I fidget in bed, busy in my head. I call uncle! and throw the covers back. I walk quietly to my laptop and fire off a quick email to her teacher, hoping to gather more information.

"She said she was in tears three times today but she wouldn't talk to me any further than that," I write. "I'm at a loss with her. How can I make her feel better if I don't know what happened?"

Miss M.'s teacher calls me the next day during her break and what she says is a surprise.

"You know, sometimes she won't tell me either," her teacher chuckles. "She will express disappointment or sadness, but she doesn't want to go into the details. She'll close off."

"I know!" I whine. "It's so frustrating. What should I do?"
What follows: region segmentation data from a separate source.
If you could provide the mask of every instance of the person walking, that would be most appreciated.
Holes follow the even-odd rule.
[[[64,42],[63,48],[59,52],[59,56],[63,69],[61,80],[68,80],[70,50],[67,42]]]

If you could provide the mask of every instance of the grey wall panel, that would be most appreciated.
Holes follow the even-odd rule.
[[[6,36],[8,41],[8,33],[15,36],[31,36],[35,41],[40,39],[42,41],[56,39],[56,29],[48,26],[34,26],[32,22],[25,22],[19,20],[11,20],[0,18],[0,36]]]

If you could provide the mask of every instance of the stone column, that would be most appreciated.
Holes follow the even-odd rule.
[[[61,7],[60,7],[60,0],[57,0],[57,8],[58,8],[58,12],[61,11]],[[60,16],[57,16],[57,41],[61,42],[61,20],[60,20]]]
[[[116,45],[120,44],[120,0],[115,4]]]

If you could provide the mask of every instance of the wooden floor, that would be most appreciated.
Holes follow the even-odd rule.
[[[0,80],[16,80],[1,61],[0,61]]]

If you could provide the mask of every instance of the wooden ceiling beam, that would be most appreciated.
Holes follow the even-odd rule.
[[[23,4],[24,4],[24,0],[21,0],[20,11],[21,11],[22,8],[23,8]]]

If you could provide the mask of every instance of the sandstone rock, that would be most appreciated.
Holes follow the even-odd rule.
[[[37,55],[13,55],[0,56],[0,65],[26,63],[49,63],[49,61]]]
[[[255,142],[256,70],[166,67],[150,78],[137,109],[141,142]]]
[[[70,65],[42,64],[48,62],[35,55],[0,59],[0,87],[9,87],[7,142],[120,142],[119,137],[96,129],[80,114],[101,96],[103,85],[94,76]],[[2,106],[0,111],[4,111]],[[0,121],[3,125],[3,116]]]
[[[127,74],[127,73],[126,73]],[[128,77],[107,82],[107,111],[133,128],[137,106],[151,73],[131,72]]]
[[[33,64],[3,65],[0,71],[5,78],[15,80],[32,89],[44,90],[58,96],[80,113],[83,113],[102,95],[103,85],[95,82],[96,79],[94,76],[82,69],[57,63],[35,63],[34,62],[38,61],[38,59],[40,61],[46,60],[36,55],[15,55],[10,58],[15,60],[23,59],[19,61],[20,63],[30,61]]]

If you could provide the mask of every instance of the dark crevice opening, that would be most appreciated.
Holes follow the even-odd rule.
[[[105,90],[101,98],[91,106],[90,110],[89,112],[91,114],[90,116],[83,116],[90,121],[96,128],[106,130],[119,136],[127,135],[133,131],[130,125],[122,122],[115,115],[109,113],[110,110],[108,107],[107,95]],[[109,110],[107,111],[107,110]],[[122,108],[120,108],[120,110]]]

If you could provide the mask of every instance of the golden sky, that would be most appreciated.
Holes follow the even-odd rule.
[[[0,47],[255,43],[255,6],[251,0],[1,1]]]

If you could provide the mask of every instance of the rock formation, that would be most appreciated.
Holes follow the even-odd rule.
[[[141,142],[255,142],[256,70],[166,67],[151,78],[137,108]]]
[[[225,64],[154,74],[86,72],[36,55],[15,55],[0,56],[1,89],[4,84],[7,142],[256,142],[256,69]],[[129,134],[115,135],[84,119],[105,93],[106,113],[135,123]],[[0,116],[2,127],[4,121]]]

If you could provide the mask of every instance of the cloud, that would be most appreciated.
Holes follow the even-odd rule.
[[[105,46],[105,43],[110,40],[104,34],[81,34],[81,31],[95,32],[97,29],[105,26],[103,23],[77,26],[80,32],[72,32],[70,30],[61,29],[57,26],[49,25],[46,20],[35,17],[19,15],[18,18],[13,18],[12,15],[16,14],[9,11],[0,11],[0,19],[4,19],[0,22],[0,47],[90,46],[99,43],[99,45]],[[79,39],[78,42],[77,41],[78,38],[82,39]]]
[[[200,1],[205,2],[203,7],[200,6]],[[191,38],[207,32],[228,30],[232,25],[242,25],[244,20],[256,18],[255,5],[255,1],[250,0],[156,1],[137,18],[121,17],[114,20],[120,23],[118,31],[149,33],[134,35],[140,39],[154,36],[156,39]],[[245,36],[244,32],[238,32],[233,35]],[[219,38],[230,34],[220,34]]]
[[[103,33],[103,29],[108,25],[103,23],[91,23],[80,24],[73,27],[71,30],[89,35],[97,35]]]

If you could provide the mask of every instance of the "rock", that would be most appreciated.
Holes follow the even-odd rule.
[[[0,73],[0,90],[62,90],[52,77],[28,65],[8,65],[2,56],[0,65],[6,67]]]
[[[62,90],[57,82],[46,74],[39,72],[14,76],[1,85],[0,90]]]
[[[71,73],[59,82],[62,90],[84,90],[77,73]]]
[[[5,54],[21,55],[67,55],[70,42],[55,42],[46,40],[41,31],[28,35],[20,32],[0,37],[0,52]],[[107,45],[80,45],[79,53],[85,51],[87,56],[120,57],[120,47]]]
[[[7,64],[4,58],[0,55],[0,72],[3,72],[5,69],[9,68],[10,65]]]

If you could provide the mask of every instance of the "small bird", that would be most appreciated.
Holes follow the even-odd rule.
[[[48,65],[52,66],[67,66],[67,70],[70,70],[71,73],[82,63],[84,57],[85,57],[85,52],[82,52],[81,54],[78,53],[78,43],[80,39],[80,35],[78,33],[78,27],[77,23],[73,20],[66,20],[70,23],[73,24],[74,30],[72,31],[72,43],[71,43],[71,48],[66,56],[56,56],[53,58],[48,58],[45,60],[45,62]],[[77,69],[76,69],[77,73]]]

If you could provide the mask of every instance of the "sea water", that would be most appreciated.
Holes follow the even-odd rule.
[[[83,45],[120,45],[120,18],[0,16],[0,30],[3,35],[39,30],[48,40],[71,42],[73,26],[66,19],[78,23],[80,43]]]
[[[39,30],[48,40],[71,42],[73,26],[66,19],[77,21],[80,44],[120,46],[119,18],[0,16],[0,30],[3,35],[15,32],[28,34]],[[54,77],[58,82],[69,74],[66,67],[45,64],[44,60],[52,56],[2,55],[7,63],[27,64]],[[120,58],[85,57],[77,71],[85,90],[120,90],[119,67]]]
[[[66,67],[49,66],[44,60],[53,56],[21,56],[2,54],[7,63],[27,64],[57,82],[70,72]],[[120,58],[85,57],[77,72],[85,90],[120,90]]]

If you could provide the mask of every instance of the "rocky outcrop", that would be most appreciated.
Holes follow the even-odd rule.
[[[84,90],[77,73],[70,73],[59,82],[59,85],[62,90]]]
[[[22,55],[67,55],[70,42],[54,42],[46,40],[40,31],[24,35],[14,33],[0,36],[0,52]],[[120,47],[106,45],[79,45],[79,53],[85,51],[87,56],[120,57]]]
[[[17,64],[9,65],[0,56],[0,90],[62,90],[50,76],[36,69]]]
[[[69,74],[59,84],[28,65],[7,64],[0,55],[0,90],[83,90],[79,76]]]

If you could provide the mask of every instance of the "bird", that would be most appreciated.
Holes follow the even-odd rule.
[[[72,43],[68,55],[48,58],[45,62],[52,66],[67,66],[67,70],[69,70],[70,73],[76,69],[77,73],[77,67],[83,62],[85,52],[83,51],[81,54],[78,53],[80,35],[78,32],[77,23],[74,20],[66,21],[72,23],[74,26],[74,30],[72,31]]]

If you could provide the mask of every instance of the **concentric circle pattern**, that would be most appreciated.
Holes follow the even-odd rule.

"Well," her teacher says, "I don't know what you should do. I don't even know if that's the question we should be asking." She pauses for a moment. "I can tell you what you can do, though."

"Please, tell me."

"When she tells you she was sad or crying or upset, instead of asking what happened, you can ask her what she needs."

"What she needs?"

"Yes. Does she need a hug? Does she need some time to herself? Does she need to cry about it for a while? Does she need to talk about it? Does she need you to let it go?"

Huh.

I've never thought to ask that question.

What do you need?

It's a completely different question than "what happened?" isn't it?

I've never seen that distinction before. "What happened?" focuses on the past. "What do you need?" focuses on the here and now.

I feel shaky and stupid and relieved.

Maybe, just maybe, the answer is in the question.